QUELS FURENT LES DERNIERS MOTS QU’ÉCRIVIT VICTOR HUGO ?

QUELS FURENT LES DERNIERS MOTS QU’ÉCRIVIT VICTOR HUGO ?

Vous lisez un article invité écrit par Romain Wargnier. 

« AIMER, C’EST AGIR » (Victor Hugo, Œuvres complètes, 1970)

Tels furent les derniers mots qu’écrivit Victor Hugo, trois jours avant de mourir, le 19 mai 1885.

Au crépuscule d’une vie d’engagement total, on peut gager que le grand homme savait de quoi il parlait, et que ces mots, dans sa plume, exprimaient la quintessence de toute son existence.

Mais comment les comprendre ? Ne sont-ce pas là tièdes paroles et creux verbiage ?

La plupart du temps, lorsque nous parlons d’amour, nous voulons signifier que nous avons de la sympathie, de l’affection, ou de l’attirance pour quelqu’un ou quelque chose. Dans ce geste d’âme, nous ne sommes absolument pas libres.

En effet, nous ne choisissons pas nos sympathies ou nos attirances, celles-ci s’imposent à nous en vertu d’une nécessité inhérente à notre vie psychique. Si nous souhaitons trouver les causes de nos sympathies, nous devrons obligatoirement nous tourner vers le passé. Il résulte nécessairement, d’après tout notre passé, que nous aurons de la sympathie pour telle chose et non pour telle autre.

Si c’était ça l’amour, cela voudrait dire qu’il serait conditionné par le passé de tout un chacun. Il ne serait donc pas choisi ni voulu, mais subit.

D’ailleurs, il en va de même pour toutes nos antipathies et répulsions. Elles aussi sont un produit du passé ; elles sont un donné qui s’impose à nous et face auquel nous ne pouvons tout d’abord rien.

Sympathies et antipathies constituent la trame même de notre vie de sentiment.

L’observateur attentif remarquera d’ailleurs qu’il est impossible d’avoir tout le temps de la sympathie pour un être cher. Même l’être le plus important au monde peut de temps à autre générer en nous de l’antipathie par ses comportements ou habitudes.
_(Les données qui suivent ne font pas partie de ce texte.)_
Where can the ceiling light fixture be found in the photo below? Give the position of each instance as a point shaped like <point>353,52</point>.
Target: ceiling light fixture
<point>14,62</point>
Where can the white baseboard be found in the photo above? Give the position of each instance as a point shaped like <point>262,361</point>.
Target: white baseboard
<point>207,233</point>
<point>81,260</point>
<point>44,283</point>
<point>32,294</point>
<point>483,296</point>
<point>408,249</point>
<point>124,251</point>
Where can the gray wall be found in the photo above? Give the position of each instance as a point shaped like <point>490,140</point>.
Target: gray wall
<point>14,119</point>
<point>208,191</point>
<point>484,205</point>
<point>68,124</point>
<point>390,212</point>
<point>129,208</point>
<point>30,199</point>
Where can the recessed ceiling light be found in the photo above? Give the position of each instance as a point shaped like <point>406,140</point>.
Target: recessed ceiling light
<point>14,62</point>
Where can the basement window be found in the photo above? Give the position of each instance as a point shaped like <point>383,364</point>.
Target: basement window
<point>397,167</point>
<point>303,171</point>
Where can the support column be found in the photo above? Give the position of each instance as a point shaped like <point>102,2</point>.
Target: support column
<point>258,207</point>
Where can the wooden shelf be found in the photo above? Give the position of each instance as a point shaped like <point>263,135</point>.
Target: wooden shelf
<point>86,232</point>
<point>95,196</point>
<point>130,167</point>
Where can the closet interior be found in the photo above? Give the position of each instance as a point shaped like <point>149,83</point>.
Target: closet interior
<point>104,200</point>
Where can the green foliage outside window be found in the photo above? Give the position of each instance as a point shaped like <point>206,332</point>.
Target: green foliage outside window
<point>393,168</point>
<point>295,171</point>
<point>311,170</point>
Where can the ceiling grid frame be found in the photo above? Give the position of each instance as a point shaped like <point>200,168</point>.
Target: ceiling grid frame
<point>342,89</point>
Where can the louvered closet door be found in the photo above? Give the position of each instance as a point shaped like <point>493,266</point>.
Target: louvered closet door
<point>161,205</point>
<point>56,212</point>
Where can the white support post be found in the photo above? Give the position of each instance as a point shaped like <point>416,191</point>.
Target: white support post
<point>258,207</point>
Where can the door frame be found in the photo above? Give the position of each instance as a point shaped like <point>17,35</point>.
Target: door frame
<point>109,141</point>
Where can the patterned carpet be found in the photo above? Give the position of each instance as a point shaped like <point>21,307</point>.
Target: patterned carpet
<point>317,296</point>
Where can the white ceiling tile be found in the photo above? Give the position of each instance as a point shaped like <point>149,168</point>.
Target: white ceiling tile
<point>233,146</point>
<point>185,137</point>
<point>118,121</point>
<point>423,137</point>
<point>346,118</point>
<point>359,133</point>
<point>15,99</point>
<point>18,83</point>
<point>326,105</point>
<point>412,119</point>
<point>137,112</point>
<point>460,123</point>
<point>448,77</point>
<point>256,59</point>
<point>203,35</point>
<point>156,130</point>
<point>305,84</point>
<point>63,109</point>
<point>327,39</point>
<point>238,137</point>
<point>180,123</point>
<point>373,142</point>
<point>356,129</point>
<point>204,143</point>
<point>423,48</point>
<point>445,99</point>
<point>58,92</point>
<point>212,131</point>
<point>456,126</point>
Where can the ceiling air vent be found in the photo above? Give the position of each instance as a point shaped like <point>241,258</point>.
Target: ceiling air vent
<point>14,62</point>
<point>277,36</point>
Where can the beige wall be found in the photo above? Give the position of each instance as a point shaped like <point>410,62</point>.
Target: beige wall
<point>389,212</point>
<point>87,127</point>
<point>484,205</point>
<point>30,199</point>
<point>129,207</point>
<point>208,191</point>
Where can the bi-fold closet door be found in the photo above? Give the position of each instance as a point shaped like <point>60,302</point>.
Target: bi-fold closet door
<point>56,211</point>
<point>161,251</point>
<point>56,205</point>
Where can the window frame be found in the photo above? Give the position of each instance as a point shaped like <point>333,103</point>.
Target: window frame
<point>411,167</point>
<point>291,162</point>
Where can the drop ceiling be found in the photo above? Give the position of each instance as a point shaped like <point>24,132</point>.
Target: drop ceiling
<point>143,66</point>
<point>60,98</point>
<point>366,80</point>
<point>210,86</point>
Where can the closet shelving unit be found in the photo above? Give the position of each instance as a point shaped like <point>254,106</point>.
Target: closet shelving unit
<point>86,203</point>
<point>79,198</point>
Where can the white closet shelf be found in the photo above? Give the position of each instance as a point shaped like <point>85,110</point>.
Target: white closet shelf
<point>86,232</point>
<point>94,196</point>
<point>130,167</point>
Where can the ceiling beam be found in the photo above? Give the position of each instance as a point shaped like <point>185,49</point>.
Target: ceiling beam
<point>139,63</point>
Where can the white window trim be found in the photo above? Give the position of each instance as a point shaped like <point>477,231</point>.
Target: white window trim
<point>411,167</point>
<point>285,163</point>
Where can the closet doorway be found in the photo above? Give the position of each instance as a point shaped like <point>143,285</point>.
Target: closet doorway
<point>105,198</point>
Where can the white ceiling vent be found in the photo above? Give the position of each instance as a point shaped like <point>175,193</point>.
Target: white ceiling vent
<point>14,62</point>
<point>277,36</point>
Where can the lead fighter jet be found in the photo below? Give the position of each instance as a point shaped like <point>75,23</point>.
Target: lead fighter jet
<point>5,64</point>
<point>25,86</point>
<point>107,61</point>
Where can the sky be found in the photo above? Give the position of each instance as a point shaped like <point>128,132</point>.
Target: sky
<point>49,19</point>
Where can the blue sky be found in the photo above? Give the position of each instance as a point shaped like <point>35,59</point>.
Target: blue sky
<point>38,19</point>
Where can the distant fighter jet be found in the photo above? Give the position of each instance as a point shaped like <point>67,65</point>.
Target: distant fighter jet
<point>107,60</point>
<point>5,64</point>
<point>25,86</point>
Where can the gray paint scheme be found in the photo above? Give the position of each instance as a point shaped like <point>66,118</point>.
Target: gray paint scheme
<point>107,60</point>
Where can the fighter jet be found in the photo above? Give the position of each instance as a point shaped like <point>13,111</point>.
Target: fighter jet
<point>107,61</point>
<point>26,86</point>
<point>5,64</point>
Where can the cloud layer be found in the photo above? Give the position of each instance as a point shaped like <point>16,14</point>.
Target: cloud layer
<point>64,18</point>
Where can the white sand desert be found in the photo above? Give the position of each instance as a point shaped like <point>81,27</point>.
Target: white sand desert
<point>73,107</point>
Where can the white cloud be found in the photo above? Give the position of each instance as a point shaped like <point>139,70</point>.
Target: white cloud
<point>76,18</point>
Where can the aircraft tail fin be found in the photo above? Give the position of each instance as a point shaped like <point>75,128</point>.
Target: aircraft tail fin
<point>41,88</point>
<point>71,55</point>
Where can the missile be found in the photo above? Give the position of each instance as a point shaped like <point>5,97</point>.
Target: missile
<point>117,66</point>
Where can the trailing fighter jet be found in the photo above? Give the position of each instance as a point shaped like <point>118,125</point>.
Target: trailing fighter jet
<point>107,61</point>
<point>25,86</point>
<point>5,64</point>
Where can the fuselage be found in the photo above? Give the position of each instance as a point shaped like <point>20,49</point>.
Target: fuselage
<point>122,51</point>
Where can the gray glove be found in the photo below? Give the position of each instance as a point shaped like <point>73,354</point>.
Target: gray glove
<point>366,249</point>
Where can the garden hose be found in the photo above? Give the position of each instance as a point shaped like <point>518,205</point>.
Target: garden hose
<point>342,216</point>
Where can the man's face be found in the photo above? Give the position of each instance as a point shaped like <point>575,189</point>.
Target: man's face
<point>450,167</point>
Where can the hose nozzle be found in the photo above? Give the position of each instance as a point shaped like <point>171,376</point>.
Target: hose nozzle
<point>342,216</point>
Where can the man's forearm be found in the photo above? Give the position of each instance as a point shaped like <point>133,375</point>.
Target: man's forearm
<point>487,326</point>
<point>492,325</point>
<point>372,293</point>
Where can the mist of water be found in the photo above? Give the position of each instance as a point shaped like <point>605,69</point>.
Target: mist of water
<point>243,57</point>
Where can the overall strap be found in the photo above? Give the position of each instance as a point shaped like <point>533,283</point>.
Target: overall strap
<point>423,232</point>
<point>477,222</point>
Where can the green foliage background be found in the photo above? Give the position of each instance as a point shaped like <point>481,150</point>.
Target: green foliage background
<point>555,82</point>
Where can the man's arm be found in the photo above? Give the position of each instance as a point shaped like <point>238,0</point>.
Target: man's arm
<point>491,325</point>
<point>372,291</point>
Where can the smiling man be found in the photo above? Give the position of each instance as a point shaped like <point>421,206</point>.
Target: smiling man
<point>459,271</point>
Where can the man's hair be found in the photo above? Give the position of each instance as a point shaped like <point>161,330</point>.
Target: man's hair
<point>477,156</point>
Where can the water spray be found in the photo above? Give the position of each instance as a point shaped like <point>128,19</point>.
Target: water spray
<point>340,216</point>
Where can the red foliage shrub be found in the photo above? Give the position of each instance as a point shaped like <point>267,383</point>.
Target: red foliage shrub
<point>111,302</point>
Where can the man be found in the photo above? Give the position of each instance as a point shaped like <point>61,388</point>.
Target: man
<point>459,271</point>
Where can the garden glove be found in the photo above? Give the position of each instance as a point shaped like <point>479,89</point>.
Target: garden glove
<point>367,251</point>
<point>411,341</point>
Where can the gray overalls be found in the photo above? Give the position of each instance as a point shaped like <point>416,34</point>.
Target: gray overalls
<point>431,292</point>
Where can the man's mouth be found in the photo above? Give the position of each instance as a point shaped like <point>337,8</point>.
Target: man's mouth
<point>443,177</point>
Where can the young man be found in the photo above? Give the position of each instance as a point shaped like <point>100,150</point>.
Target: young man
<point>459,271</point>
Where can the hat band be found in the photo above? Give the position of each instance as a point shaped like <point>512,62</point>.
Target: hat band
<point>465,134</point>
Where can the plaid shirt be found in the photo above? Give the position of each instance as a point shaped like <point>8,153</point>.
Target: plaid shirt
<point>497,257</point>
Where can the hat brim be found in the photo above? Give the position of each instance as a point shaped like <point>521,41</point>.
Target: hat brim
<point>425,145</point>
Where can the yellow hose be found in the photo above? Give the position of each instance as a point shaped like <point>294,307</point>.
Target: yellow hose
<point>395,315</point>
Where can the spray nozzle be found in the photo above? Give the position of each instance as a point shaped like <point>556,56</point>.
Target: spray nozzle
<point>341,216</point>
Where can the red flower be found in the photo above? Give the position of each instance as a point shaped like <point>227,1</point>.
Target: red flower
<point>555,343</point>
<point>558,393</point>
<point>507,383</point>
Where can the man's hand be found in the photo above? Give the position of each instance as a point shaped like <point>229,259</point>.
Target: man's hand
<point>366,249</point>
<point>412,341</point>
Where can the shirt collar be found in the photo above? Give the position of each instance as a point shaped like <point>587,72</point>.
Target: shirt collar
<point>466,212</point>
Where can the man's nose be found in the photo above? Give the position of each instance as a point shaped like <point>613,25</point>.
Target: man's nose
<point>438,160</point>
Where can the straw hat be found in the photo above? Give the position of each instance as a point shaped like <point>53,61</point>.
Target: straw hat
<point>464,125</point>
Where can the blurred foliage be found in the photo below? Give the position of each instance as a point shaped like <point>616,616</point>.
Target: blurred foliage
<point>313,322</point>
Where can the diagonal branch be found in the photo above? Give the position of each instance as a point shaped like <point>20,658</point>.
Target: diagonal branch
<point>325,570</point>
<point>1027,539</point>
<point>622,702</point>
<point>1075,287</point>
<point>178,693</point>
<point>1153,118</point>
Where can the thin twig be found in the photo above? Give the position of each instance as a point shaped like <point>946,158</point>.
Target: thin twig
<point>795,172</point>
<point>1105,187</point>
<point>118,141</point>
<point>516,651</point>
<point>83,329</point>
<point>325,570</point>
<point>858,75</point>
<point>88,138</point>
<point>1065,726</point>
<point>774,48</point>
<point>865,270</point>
Ainsi, si l’amour est égal à la sympathie que nous éprouvons en notre âme, nous avons un sérieux problème : nous aimerons notre prochain à condition que son attitude corresponde à ce pour quoi nous éprouvons naturellement de l’inclination, et nous cesserons de l’aimer chaque fois que ça ne sera plus le cas. L’amour que nous dirons alors éprouver sera déterminé par les circonstances de la vie. Il sera totalement réactif.

Si l’amour est égal à notre sympathie, nous pourrons alors écrire contre Victor Hugo que « Aimer, c’est réagir ».

En règle générale, nous vivons mal cet état naturel de la vie intérieure qui, dans son essence même, alterne entre des sentiments positifs et agréables et d’autres dits « négatifs », que nous voudrions ne pas éprouver.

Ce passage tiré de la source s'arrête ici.